By Mary Thurwachter
Almost four years ago, Henry Olmino, chef and owner of Mario’s Ocean Avenue restaurant, leased a parking lot from the town so the restaurant would meet Lantana’s parking requirements. His 2,500-square-foot restaurant needed 61 spaces and had only 42.
Olmino paid $12,000 to rent the Third Street parking lot, a short walk from the restaurant, but west of U.S. 1. The deal seemed a good idea for both parties, since the town had just repaved the parcel and was looking for a way to recoup some of the expense, and Mario’s needed more parking spaces.
But does Mario’s really need the 30-car lot?
“We’ve never used it,” Olmino said during the Jan. 14 Town Council meeting. “We just pay for it. We have never once parked a car in the lot.”
While the council ended up approving the lease for another year, some questioned how fair it was to make Olmino spend $12,000 annually for space he doesn’t use. Is it possible that parking on Ocean Avenue, Lantana’s downtown business district, really isn’t as much of a problem as many considered it?
Town officials are revisiting the parking code and will consider possible revisions to answer questions like that.
“The objective would be to bring [revisions] to you no later than the second meeting in March,” said Town Attorney Max Lohman. “Parking regulations were last reviewed in 2009-2010. It’s a very large, comprehensive section of our code, probably 15-20 pages, and we can’t do it piecemeal. We’re looking at working with the numbers and trying to figure out what makes sense.
“We recognize that there are issues with the parking and we’re trying to come up with some things that will be more realistic and make more sense. But we want this to be well-thought out and not half-baked.”
Chamber of Commerce President Dave Arm says it’s high time for parking revisions.

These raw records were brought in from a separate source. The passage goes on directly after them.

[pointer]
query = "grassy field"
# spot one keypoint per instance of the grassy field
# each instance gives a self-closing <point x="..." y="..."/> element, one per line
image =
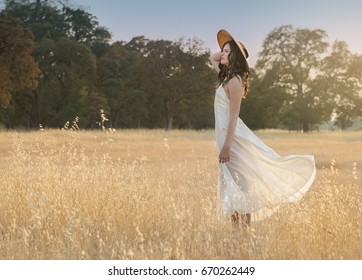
<point x="151" y="194"/>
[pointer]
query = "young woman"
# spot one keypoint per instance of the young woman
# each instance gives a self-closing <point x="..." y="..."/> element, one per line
<point x="253" y="179"/>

“Mario’s is a Lantana success story,” Arm said. “That place is packed summer and winter. Not too many restaurants around here have survived like that.”
He said he has never noticed a parking problem as a customer and never noticed anyone else having a parking problem at Mario’s, which provides valet parking.

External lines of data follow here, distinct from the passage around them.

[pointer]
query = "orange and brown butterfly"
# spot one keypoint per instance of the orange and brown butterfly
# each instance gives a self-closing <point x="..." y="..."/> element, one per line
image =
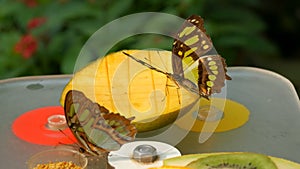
<point x="190" y="53"/>
<point x="96" y="129"/>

“I’ve also noticed that now that we have Lyman Kayak Park around the corner, that lot is never full,” Arm said. “There is room to park in the town. Could parking be better downtown? We all know that. Could parking restrictions be a little easier? We all know that, too. I think requiring Mario’s to have this lease on this parking lot is the wrong way to go about things because he doesn’t need it.
“If you really want somebody to pay for that lot, look at some of the other restaurants also on Ocean Avenue. Maybe they should all get together and pay for that lot,” Arm suggested.
But the town’s development services director, Dave Thatcher, said Olimo had approached other restaurant owners on the street before leasing the lot and none of them was interested.
Council member Lynn Moorhouse agreed with Arm and Olmino.
“People walk down there all the time,” he said. “I do. There is not a lack of parking down there, in my opinion,” Moorhouse said.
But without the signed lease, Olmino would be in violation of the code.
To add to the restaurant’s problem, a miscommunication between Thatcher and Olmino in 2017 allowed the lease to lapse more than a year ago. That means Mario’s was in violation of code.
Thatcher said he thought the lease was no longer necessary, since the lot was not used, but later found out he was wrong. In an application, Olmino had said he would have employees park their cars in the Third Street lot. But that hasn’t been necessary.
Had the council not approved the lease in January, Olmino would have needed to go before the town’s special magistrate and faced fines.